CAPITULO 3

Ese 17 de julio, Sevilla amaneció oliendo a madera recién pulida. Como si un bosque entero hubiese sido talado durante la noche, el perfume se expandía en bocanadas espesas y oscuras; greda pegajosa y malintencionada sobre los tejados de Los Remedios. Un amanecer teñido de púrpura y grises fúnebres ungía la ciudad con su corona de espinas. Abrí la ventana para acabar de manchar mis ojos con la primera pincelada de sol y, al hacerlo, una ventisca se levantó de pronto disparándome a bocajarro millares de virutas que revoloteaban enloquecidas. Se metían por los rincones de la casa, entre sábanas y almohadas, cómodas y alfombras, martillando las paredes y las puertas como si fuesen un enjambre enloquecido de abejas hambrientas en busca de miel. Me herían las mejillas. Un presentimiento negro me nubló el corazón.

Había matado la noche a punta de pensamientos y recuerdos recién nacidos. Alegrías que me sonaban a campanas de fiesta y tristeza, todas revueltas. Tantos años muertos, convertida en la mujer que todos querían ver. La esposa devota, la inmaculada madre, la intachable y pulcra mujer de la que nadie podía decir nada, ni siquiera las lenguas más viperinas. La que acudía a misa todos los domingos y fiestas de guardar; la de la triste mantilla presenciando en el palco de honor —entre pañuelos blancos, olés y ovaciones— largas tardes de toros con olor a sangre y muerte. La del dolor de la frustración manchado en su pecho. La que, sin que nadie lo sospechara, había sido absolutamente feliz durante una tarde. Una sola tarde por treinta años de tristeza.

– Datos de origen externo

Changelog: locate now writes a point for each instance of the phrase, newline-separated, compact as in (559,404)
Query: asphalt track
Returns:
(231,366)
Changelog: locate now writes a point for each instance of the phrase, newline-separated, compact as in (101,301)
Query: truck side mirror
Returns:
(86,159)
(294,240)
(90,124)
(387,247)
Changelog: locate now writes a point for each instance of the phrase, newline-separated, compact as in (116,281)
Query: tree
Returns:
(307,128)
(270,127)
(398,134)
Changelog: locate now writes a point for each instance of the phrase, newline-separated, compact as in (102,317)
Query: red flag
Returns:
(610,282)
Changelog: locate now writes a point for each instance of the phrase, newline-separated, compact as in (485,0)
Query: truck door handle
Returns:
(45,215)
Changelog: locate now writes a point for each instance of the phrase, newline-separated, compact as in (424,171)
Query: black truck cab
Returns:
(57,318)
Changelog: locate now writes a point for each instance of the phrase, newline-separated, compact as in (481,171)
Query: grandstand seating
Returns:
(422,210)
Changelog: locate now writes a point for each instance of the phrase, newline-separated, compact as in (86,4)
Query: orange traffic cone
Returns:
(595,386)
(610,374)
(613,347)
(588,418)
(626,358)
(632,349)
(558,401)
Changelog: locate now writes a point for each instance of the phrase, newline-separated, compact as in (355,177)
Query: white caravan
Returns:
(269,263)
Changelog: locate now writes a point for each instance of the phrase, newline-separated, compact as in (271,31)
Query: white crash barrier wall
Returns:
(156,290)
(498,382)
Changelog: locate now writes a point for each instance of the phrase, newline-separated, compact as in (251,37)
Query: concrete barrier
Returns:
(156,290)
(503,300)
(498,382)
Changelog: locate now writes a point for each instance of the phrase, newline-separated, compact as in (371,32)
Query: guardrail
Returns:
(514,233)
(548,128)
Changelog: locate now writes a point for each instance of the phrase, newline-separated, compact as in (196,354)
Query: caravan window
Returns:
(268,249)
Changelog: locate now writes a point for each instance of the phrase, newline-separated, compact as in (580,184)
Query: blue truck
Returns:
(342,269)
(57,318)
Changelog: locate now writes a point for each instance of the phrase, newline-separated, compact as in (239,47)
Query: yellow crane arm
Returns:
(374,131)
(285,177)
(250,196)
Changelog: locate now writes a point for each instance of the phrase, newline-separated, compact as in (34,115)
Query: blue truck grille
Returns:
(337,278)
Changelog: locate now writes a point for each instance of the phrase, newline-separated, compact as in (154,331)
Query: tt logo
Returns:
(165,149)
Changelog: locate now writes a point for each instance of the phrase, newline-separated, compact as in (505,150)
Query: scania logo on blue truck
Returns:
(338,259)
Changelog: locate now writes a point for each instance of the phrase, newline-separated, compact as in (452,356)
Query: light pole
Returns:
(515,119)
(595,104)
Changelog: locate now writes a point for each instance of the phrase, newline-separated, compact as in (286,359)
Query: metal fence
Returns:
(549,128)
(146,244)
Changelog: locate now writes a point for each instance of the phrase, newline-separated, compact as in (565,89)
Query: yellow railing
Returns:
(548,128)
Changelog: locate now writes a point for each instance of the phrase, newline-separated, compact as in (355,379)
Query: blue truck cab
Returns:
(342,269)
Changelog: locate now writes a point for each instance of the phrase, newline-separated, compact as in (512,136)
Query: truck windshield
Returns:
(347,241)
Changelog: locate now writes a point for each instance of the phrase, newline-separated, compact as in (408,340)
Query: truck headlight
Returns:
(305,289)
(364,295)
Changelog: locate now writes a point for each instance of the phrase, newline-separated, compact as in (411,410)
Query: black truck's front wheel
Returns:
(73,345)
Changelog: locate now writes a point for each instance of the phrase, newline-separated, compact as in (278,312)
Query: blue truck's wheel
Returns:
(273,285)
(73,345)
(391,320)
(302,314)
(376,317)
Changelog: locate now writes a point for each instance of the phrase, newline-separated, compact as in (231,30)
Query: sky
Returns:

No podía dormir, como cada noche, como siempre, pero peor. ¿Cuántas cajas habían fabricado? ¿Cien, doscientas? ¿Trescientas? ¿Cuántos ataúdes para acoger el cuerpo de mi amado?

Entonces, sin que nadie me lo hubiera dicho, tuve la certeza de que había muerto.

Mi amor, mi luz, mi sueño frustrado, mis ansias escondidas; mi adolescencia, mi dolor, mi dicha; aquel ser por el que cada día me despertaba y vivía; por el que mi vida, aunque nadie lo supiera, tenía sentido. El motor que me hacía estar, no estaba.

Francisco, mi Francisco, el del Parque, el tímido, el silencioso, el de las mejillas coloradas, el niño que cada vez que pasaba por su lado silbaba imitando a un jilguero. El que me regalaba piedrecitas de colores, el bueno, el que me había querido con sus ojos; el que nunca, nunca, nunca había dormido en mi regazo; el que todos adulaban. El mujeriego, el estafador, el dios y el diablo. Mi Francisco, el verdadero, el desconocido por todos, nunca volvería a mirarme con sus ojos aceitunos.

¿Qué sentido tiene ahora mi vida?

Mi marido duerme. Necesito llorar, pero no puedo. No quiero que se me note el dolor. Aprieto mis párpados, me niego a derramar la primera lágrima. Entro en la ducha, perdida, desolada, no puedo compartir con nadie esta pena, y antes de que caiga el agua las lágrimas me bañan. Me diluyo en llanto. Una cascada cae despacio por mi cuello, se desliza entre mis senos marchitos, se mete en mi pubis y moja mi sexo… Mi sexo dormido, que guarda entre sus pliegues una tarde de dicha; una única tarde que jamás se repetirá, porque mis presentimientos, para mi desgracia, nunca me han traicionado.

Francisco ha muerto. ¡¡¡Me quiero morir!!!